Langkah Bali Larang AMDK Kecil Dinilai Solutif Atasi Krisis Sampah Plastik
Denpasar – Kebijakan Pemerintah Provinsi Bali yang melarang produksi dan distribusi air minum dalam kemasan (AMDK) berukuran di bawah 1 liter mendapat dukungan dari berbagai pihak, termasuk anggota DPR RI dari Fraksi PDI-P. Aturan ini dinilai sebagai langkah strategis untuk mengurangi timbunan sampah plastik yang mengancam kelestarian lingkungan di Pulau Dewata.
Putra Nababan, Anggota Komisi VII DPR RI, menyatakan bahwa larangan tersebut sejalan dengan upaya perlindungan ekosistem Bali. "Kebijakan Gubernur Koster bukan tanpa alasan. Sampah plastik telah menjadi ancaman serius bagi lingkungan dan pariwisata Bali. Langkah ini merupakan bagian dari komitmen jangka panjang yang telah dimulai sejak lima tahun lalu," ujarnya. Ia menambahkan, aturan ini dirancang dengan mempertimbangkan aspek ekologi, sosial, dan kearifan lokal.
Dampak Positif bagi Lingkungan dan Industri
- Pengurangan Sampah Plastik: Larangan ini diprediksi mampu menekan volume sampah plastik hingga 30% dalam setahun.
- Dorongan Inovasi: Pelaku industri didorong untuk beralih ke kemasan ramah lingkungan, seperti botol kaca atau sistem isi ulang.
- Kesadaran Masyarakat: Kebijakan ini diharapkan meningkatkan kesadaran wisatawan dan warga untuk menggunakan tumbler.
Bane Raja Manalu, sesama anggota Komisi VII, menekankan bahwa aturan ini perlu diapresiasi sebagai upaya menjaga "Tri Hita Karana" (keseimbangan hubungan manusia, alam, dan spiritual). "Bali tidak hanya membutuhkan solusi instan, tetapi transformasi budaya dalam pengelolaan sampah," tegasnya.
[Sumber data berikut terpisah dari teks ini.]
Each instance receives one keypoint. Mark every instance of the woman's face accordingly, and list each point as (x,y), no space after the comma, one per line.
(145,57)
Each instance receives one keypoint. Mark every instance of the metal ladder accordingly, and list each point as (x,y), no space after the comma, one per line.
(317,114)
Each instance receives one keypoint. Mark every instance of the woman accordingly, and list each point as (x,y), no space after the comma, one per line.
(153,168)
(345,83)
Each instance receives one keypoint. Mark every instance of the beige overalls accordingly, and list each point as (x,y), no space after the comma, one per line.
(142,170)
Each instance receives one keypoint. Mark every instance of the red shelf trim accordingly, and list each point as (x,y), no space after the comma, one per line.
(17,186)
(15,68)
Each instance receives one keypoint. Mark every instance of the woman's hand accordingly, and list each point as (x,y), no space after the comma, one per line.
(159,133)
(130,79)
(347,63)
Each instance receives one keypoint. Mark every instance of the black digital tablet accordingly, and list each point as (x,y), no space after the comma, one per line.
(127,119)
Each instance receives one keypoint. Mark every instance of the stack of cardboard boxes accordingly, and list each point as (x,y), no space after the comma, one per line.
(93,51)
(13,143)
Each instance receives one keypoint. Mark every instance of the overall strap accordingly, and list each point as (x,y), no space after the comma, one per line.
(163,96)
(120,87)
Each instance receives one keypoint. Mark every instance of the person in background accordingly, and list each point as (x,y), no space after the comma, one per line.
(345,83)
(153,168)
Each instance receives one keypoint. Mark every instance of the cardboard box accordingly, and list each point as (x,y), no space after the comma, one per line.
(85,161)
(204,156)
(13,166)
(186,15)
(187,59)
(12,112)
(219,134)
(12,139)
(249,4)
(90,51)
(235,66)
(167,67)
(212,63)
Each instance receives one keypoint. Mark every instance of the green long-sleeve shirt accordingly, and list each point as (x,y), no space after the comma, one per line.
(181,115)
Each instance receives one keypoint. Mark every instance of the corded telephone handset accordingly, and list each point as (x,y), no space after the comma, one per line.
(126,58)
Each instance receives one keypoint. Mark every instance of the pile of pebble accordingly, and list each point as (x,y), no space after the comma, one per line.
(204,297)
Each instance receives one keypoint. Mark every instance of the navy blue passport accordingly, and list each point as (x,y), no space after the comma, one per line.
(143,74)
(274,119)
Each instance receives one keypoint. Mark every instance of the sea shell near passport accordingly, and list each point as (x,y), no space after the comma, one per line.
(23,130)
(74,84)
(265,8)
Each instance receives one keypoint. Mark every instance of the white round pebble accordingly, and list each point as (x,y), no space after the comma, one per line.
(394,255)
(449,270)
Respons Pemerintah Pusat dan Industri
Kementerian Perindustrian berencana menggelar pertemuan dengan Pemprov Bali dan produsen AMDK untuk membahas implementasi aturan tersebut. Wakil Menteri Perindustrian Faisol Riza menyarankan agar kebijakan serupa melibatkan koordinasi lebih intensif dengan pusat. "Kami mendukung perlindungan lingkungan, tetapi perlu memastikan dampaknya terhadap iklim investasi," jelasnya.
Gubernur Koster menegaskan, larangan ini tidak dimaksudkan untuk mematikan usaha melainkan mendorong adaptasi. "Produsen tetap bisa beroperasi dengan inovasi kemasan alternatif. Contohnya, di Karangasem sudah ada yang menggunakan botol kaca," paparnya. Aturan ini tertuang dalam Surat Edaran Gubernur Nomor 9 Tahun 2025 dan mulai efektif pada Maret 2025.